エル・アラメイン地上戦
海戦の翌日、新鋭戦車パンターを擁するアフリカ軍団はエル・アラメインに突撃を開始した。
パンターの7.5cm砲は前面に展開していたチャーチル歩兵戦車などの歩兵戦車を蹂躙したが、側面から仕掛けて来た巡航戦車に何両かが破壊された。
しかし、返り討ちにしたことで、この日の戦闘は終わった。
翌日には応急修理と補給を終えた日伊連合艦隊はエル・アラメイン市街地に艦砲射撃を実施した。

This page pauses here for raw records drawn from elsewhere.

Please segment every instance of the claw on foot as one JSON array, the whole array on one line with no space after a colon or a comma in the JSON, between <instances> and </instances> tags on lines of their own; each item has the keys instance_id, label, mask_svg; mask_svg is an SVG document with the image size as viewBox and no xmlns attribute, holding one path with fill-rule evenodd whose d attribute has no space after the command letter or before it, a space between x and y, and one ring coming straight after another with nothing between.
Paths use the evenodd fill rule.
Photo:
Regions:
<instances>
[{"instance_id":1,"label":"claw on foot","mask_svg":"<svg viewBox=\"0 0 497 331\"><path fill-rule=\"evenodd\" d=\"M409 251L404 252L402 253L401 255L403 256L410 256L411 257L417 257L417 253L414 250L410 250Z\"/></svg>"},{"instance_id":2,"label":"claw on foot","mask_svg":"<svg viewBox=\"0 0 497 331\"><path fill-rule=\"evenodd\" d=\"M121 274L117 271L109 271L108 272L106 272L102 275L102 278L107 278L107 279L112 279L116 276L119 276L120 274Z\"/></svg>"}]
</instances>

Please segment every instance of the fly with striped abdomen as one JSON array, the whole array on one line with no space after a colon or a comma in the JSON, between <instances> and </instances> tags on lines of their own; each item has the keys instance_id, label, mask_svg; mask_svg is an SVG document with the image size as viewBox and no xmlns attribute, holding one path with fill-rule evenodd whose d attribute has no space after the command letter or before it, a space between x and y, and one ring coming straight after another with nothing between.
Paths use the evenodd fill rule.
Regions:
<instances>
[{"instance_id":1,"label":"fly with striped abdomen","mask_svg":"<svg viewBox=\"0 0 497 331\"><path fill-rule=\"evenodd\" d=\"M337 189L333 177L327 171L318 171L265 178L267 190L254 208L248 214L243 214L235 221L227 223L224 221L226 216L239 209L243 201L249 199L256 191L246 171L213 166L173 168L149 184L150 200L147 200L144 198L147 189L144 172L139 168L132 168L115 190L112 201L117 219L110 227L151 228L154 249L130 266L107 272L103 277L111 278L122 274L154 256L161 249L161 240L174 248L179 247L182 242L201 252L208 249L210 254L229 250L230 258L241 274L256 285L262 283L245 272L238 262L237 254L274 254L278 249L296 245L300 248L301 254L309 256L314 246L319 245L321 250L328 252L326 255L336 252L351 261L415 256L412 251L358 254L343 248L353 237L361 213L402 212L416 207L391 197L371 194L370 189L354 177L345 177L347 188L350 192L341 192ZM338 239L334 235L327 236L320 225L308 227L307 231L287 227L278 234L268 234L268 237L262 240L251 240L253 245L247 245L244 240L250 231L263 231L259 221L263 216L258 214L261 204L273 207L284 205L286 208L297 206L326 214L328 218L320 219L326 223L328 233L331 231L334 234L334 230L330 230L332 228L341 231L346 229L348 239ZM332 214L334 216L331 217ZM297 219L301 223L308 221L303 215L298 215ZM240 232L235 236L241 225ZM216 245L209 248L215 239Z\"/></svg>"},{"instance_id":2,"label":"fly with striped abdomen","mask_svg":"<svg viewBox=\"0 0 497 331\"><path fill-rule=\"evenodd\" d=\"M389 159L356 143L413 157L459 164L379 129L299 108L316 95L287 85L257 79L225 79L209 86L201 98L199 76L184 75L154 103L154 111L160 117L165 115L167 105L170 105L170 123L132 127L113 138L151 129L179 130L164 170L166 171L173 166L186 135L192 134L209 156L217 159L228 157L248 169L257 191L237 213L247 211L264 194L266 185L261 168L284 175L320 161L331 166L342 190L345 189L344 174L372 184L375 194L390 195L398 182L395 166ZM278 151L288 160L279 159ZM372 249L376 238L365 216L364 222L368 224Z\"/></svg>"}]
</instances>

ローマが432発、ヴェネトが440発、チェザーレが420発、比叡が414発、霧島が448発の砲弾を射撃した。
それに合わせて空襲も開始され、空母グラーフ・ツェッペリンから発進した37mm砲搭載型のスツーカや艦載型Me262による地上掃射が行われた。
さらに三式襲撃機は一度の空爆で24発の60kg爆弾を投下し、さらに機関砲で連合国装甲車を食い荒らした。
同時刻にはアフリカ軍団の攻撃も再開したものの、艦砲射撃や空爆を免れた少数の戦力しか残っていなかったため、そのまま市街地に向けて進軍していった。
市街地では建物の影からの攻撃が心配されたが、艦砲射撃により大型の建物はすべて焼き払われていたため、そのようなことはあまり起きなかった。
逆に戦車がビルの崩壊に巻き込まれ破壊されていることさえあった。
このように枢軸国軍は終始優勢に立ち回り、連合国軍を圧倒したため、
ロンメルは1944年3月後半にエル・アラメインの完全占領に成功した。
到着したドイツ軍の武官は
与えた被害状況や捕虜への尋問を行い、今回の艦砲射撃の効果を調査した。
エル・アラメインの鉄道は無事だったが、道路はかなり破壊されており、すぐに整備が開始された。
また、瓦礫の撤去や本格的な野営地の設立、イギリスが残した施設の押収、再利用なども進められ、1944年4月にはアフリカ軍団の一大拠点となった。
また、エル・アラメイン陥落の報を聞いたヒトラーは舞い踊って喜び、毎日がお祭り状態だったようだ。